The 7th annual United Nations meeting on climate (COP27) will be taking place from November 6th to 18th in Sharm El Sheik, Egypt. Following a year full of record-breaking heatwaves and natural disasters intensified by climate change, leaders and experts will meet to discuss appropriate action. But after years of failed plans and weak promises, will leaders make any meaningful decisions?
What will happen in Sharm El Sheik?
COP27 will focus on three main areas: Reducing emissions; helping countries to prepare for and deal with climate change; and gaining technical support and funding for developing countries for the above. From the 9th, thematic days will cover various environmental, economic and social topics, from water to gender. In preparation, countries are supposed to have prepared bold national climate plans. However, only 25 have done so.
According to the Egyptian government, around half of the world’s heads of state have confirmed their presence. Those who choose not attend are likely to send delegates in their place. In October the new British prime minister was expected to miss the summit, which attracted criticism from many environmental groups. Apart from world leaders, green charities, businesses and other groups will also take part.

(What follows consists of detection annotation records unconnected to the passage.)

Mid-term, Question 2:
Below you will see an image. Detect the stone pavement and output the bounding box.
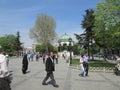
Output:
[9,58,120,90]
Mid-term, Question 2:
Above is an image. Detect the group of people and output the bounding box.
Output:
[22,52,59,87]
[79,53,89,77]
[0,48,11,90]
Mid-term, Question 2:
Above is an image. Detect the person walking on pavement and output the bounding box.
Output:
[79,55,86,77]
[22,54,28,74]
[42,52,59,87]
[84,53,89,76]
[0,49,11,90]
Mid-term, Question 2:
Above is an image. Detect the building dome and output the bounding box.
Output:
[59,33,71,41]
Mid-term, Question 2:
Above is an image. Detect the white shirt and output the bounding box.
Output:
[0,54,9,78]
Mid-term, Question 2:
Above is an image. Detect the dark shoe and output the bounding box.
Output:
[42,83,48,85]
[53,85,59,88]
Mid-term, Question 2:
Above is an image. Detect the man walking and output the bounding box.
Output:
[84,53,89,76]
[42,52,59,87]
[0,49,11,90]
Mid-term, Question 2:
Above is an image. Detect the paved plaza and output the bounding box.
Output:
[9,58,120,90]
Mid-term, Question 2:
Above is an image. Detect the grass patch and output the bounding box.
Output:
[72,59,115,67]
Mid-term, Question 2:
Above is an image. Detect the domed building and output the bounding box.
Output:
[58,33,73,57]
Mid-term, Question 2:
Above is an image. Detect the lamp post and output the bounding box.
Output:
[69,38,72,65]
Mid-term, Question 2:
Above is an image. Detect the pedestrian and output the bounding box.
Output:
[55,53,58,64]
[22,53,28,74]
[114,55,120,76]
[0,49,11,90]
[42,54,46,63]
[42,52,59,87]
[84,53,89,76]
[79,55,86,77]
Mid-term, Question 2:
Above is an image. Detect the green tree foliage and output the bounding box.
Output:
[36,44,57,53]
[75,9,94,55]
[30,14,57,52]
[94,0,120,49]
[0,34,21,54]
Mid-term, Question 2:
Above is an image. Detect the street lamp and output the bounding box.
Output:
[69,38,72,65]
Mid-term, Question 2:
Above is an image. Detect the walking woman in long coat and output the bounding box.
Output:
[22,54,28,74]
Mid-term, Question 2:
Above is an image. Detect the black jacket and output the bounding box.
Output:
[22,54,28,66]
[45,57,55,72]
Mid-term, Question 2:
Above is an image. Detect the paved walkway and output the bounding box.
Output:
[9,58,120,90]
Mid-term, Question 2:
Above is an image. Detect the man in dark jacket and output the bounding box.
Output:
[42,52,59,87]
[22,54,28,74]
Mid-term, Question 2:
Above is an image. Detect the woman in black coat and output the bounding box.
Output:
[22,54,28,74]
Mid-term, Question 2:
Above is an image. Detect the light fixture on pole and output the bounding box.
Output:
[69,38,72,65]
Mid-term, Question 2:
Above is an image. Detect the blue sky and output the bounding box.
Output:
[0,0,103,47]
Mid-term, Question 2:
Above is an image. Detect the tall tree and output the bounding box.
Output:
[30,14,57,52]
[16,32,22,53]
[0,34,18,54]
[94,0,120,57]
[81,9,94,56]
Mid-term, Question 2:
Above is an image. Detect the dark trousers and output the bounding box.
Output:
[22,65,28,74]
[42,72,56,85]
[0,78,11,90]
[86,63,89,76]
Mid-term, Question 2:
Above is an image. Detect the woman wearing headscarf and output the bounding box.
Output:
[22,54,28,74]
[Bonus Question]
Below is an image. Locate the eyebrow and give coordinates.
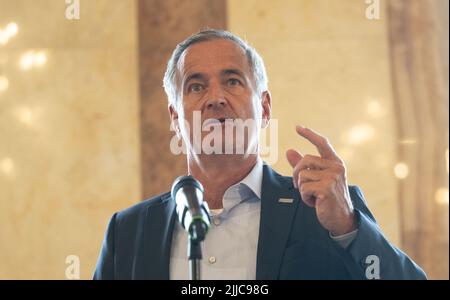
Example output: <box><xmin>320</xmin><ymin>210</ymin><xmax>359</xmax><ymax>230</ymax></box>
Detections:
<box><xmin>220</xmin><ymin>69</ymin><xmax>245</xmax><ymax>79</ymax></box>
<box><xmin>184</xmin><ymin>69</ymin><xmax>245</xmax><ymax>85</ymax></box>
<box><xmin>184</xmin><ymin>73</ymin><xmax>206</xmax><ymax>84</ymax></box>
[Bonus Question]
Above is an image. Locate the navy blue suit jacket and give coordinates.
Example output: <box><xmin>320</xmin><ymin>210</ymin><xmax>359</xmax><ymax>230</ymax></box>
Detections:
<box><xmin>94</xmin><ymin>165</ymin><xmax>426</xmax><ymax>279</ymax></box>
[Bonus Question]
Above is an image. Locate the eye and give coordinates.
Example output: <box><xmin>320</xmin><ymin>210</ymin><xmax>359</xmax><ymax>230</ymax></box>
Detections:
<box><xmin>188</xmin><ymin>83</ymin><xmax>203</xmax><ymax>93</ymax></box>
<box><xmin>227</xmin><ymin>78</ymin><xmax>241</xmax><ymax>86</ymax></box>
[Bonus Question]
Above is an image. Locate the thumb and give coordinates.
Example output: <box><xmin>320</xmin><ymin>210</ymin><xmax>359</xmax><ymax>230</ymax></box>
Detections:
<box><xmin>286</xmin><ymin>149</ymin><xmax>303</xmax><ymax>168</ymax></box>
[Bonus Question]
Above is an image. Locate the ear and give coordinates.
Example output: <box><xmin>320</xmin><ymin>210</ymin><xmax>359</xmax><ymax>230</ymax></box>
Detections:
<box><xmin>261</xmin><ymin>91</ymin><xmax>272</xmax><ymax>128</ymax></box>
<box><xmin>167</xmin><ymin>104</ymin><xmax>181</xmax><ymax>138</ymax></box>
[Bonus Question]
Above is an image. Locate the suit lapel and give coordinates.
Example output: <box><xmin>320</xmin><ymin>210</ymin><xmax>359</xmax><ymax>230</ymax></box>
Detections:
<box><xmin>133</xmin><ymin>194</ymin><xmax>176</xmax><ymax>280</ymax></box>
<box><xmin>256</xmin><ymin>165</ymin><xmax>299</xmax><ymax>280</ymax></box>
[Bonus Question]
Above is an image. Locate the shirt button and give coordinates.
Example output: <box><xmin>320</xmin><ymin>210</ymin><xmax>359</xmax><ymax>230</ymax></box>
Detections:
<box><xmin>209</xmin><ymin>256</ymin><xmax>216</xmax><ymax>264</ymax></box>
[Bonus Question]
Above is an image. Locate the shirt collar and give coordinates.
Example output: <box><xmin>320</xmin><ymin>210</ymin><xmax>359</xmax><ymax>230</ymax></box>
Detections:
<box><xmin>239</xmin><ymin>156</ymin><xmax>263</xmax><ymax>199</ymax></box>
<box><xmin>215</xmin><ymin>157</ymin><xmax>263</xmax><ymax>215</ymax></box>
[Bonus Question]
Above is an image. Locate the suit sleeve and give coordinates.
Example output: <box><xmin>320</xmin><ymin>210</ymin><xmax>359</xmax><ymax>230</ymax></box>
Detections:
<box><xmin>93</xmin><ymin>214</ymin><xmax>117</xmax><ymax>280</ymax></box>
<box><xmin>341</xmin><ymin>186</ymin><xmax>427</xmax><ymax>280</ymax></box>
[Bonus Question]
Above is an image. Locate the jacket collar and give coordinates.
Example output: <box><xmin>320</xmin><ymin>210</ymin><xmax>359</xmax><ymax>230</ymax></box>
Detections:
<box><xmin>137</xmin><ymin>164</ymin><xmax>299</xmax><ymax>280</ymax></box>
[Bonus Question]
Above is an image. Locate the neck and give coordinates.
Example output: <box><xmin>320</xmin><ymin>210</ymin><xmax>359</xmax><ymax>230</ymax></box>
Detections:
<box><xmin>188</xmin><ymin>155</ymin><xmax>258</xmax><ymax>209</ymax></box>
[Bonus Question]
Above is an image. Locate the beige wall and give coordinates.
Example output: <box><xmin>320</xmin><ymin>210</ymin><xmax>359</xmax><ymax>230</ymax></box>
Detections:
<box><xmin>0</xmin><ymin>0</ymin><xmax>140</xmax><ymax>279</ymax></box>
<box><xmin>228</xmin><ymin>0</ymin><xmax>399</xmax><ymax>245</ymax></box>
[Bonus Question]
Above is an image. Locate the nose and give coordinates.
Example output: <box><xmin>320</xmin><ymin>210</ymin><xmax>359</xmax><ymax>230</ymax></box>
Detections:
<box><xmin>206</xmin><ymin>84</ymin><xmax>227</xmax><ymax>109</ymax></box>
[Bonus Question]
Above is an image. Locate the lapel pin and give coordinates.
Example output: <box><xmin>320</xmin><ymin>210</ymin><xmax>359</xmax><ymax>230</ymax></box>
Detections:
<box><xmin>278</xmin><ymin>198</ymin><xmax>294</xmax><ymax>204</ymax></box>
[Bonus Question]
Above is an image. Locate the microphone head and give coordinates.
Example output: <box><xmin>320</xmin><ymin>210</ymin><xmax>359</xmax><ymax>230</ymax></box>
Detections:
<box><xmin>171</xmin><ymin>175</ymin><xmax>203</xmax><ymax>199</ymax></box>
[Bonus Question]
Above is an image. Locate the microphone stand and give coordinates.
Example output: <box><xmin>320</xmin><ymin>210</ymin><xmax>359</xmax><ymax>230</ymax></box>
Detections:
<box><xmin>188</xmin><ymin>219</ymin><xmax>208</xmax><ymax>280</ymax></box>
<box><xmin>188</xmin><ymin>239</ymin><xmax>202</xmax><ymax>280</ymax></box>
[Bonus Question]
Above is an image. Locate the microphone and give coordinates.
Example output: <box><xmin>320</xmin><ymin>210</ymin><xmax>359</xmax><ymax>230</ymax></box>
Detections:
<box><xmin>171</xmin><ymin>175</ymin><xmax>211</xmax><ymax>242</ymax></box>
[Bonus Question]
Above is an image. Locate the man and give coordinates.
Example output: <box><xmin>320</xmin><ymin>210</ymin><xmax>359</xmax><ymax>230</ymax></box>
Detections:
<box><xmin>94</xmin><ymin>30</ymin><xmax>426</xmax><ymax>279</ymax></box>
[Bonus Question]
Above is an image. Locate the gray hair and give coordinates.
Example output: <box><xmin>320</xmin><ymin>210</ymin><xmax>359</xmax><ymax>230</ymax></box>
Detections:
<box><xmin>163</xmin><ymin>29</ymin><xmax>268</xmax><ymax>107</ymax></box>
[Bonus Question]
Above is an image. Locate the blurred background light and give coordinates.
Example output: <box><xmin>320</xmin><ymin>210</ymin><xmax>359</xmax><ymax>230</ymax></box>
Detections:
<box><xmin>0</xmin><ymin>157</ymin><xmax>14</xmax><ymax>176</ymax></box>
<box><xmin>0</xmin><ymin>22</ymin><xmax>19</xmax><ymax>45</ymax></box>
<box><xmin>0</xmin><ymin>76</ymin><xmax>9</xmax><ymax>93</ymax></box>
<box><xmin>347</xmin><ymin>124</ymin><xmax>375</xmax><ymax>145</ymax></box>
<box><xmin>394</xmin><ymin>162</ymin><xmax>409</xmax><ymax>179</ymax></box>
<box><xmin>20</xmin><ymin>51</ymin><xmax>47</xmax><ymax>71</ymax></box>
<box><xmin>435</xmin><ymin>187</ymin><xmax>448</xmax><ymax>205</ymax></box>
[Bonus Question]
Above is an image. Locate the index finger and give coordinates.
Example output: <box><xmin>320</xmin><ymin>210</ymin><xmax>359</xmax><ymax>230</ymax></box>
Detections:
<box><xmin>295</xmin><ymin>125</ymin><xmax>340</xmax><ymax>160</ymax></box>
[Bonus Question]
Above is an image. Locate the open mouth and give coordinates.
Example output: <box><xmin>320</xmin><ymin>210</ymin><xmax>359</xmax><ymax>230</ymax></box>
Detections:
<box><xmin>202</xmin><ymin>117</ymin><xmax>233</xmax><ymax>130</ymax></box>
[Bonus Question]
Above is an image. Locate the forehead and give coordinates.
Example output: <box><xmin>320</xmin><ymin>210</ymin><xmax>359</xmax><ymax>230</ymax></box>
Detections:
<box><xmin>177</xmin><ymin>39</ymin><xmax>250</xmax><ymax>77</ymax></box>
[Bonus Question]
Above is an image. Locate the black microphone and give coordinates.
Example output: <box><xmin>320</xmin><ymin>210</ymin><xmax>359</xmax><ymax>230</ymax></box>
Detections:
<box><xmin>172</xmin><ymin>176</ymin><xmax>211</xmax><ymax>242</ymax></box>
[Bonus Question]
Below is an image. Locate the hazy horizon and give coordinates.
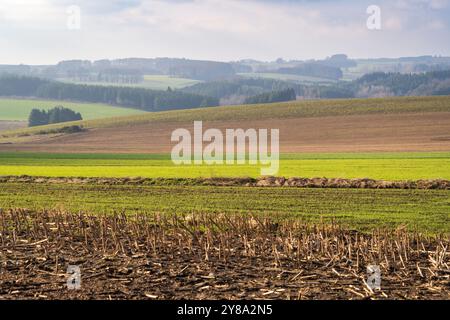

The announcement of COP27 was not without its controversies. Many activists condemned the decision to hold the conference in Egypt due to the country’s human rights abuses. The news that Coca-Cola, the world’s biggest plastic polluter, would be a sponsor of the event also raised eyebrows. Renowned activist Greta Thunberg will skip the event, calling the COP27 a forum for “green-washing” Whether the summit will manage to overcome all of these issues remains to be seen.
Will COP27 make a difference?
Ahead of COP27, the United Nations published a report criticising the “woefully inadequate” climate action from world governments. With the current level of carbon-cutting efforts, global emissions would fall by less than 1% by the end of the decade. We need at least a 45% reduction to keep the hope of a <1.5°C increase alive. According to scientists, keeping the rise in global average temperature below 1.5C (compared with pre-industrial times) will prevent the worst impacts of climate change. At the moment, a 2.8°C warming by 2100 is looking likely without action. If governments enforce their current action plans, the figure drops to 2.4°C. The Executive Director of the UN Environment Programme (UNEP), who produced the study, stated the bleakness of the findings:
We had our chance to make incremental changes, but that time is over. Only a root-and-branch transformation of our economies and societies can save us from accelerating climate disaster.
A hot debate on financial agreements with developing nations will probably be on the cards. The target of $100 billion a year for poorer economies to tackle climate change was missed every single year since developing countries made the agreement in 2009. Recipients will want to know when they can expect the payments and whether they will see adequate compensation for climate damage. In turn, developing countries should commit to the rapid phase-out of coal as well as stricter laws on reducing emissions. But naturally there will be compromises and decision-makers may not be able to agree on more ambitious goals.
It goes without saying that COP27 comes at a critical time for the climate. The past 10, 20, 30 years have been a critical time for the climate. Now it seems that we may be too late. With the UN finding “no credible pathway” to keep below the 1.5°C threshold, governments have to take drastic action for their own sake. This year’s climate catastrophes have made the problem impossible to ignore. Europe burned. Pakistan flooded. Natural disasters are landing at the feet of more countries, and there is no more space or time to kick them away.